The review meant being able to understand whether recommendations from these post-mortems were carried out.
“The problem with those kinds of items is that it might not be recorded in the organisation’s scope or manner because it might only be tribal knowledge of some certain teams,” he said.
“By revisiting all of the post-mortems again, this time as an organisation, we’re at the same time building our knowledge on our current limits.”
From this effort, GoPay’s team classified the scenarios it had previously encountered according to how much action had to be undertaken to bring the systems back online.
The categorisations run from those where “we need manual intervention to recover”, to scenarios where the team is unsure of the appropriate action, right up to scenarios where the system is capable of recovering on its own.

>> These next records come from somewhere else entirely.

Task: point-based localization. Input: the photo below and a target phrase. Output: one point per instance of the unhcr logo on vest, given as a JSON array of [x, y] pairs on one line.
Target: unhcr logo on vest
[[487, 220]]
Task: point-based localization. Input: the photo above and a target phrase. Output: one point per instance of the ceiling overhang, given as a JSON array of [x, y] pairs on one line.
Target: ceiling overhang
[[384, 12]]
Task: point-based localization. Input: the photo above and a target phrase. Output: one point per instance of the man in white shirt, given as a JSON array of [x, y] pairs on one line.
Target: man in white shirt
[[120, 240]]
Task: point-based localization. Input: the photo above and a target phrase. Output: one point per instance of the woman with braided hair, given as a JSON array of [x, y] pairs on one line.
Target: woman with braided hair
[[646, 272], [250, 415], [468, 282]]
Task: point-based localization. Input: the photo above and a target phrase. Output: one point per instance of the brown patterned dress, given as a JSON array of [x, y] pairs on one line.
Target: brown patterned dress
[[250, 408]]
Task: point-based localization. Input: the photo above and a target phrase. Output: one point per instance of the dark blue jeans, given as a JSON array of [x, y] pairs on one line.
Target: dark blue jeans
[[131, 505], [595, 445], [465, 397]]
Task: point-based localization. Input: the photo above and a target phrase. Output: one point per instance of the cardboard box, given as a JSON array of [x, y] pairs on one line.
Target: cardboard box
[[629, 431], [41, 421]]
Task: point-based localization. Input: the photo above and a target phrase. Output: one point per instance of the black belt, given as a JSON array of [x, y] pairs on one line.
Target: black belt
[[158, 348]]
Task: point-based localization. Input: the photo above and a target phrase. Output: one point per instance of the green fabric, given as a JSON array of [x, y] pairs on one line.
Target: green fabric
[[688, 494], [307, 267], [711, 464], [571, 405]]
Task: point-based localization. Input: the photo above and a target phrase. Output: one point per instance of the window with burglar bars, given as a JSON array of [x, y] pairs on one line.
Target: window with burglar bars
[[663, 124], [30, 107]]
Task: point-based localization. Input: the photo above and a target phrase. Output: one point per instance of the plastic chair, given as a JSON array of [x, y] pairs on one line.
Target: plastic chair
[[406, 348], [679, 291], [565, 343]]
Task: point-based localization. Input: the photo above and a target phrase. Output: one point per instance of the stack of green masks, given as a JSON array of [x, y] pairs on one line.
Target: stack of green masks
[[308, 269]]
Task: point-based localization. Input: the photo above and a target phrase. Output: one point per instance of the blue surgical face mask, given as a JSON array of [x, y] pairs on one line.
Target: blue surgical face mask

The goal is to have most if not all systems able to recover on their own. However, Sakti noted that this ability would need to be verified continuously.
GoToFinancial is currently doing the majority of these verifications manually, Farabi said.
“Going forward, we’d like to do it in a more automated and continuous manner.”
It has experimented with two tools to enable this - Chaos Mesh and LitmusChaos - and found both capable of helping to run and manage experimentation.
“Tooling will help us to conduct our experiments more systematically,” Farabi said.
The experiments are still mostly being run in GameDay exercises - effectively simulated environments.
However, the long-term goal is to be able to run experiments on the production system, without causing issues.
“This is the grail of chaos engineering,” Sakti said. “It’ll take a lot of preparation before we even get here.”
Farabi added, “Ultimately as an organisation, what we want is to continuously improve institutional knowledge about our complex system and take actions to improve its reliability.”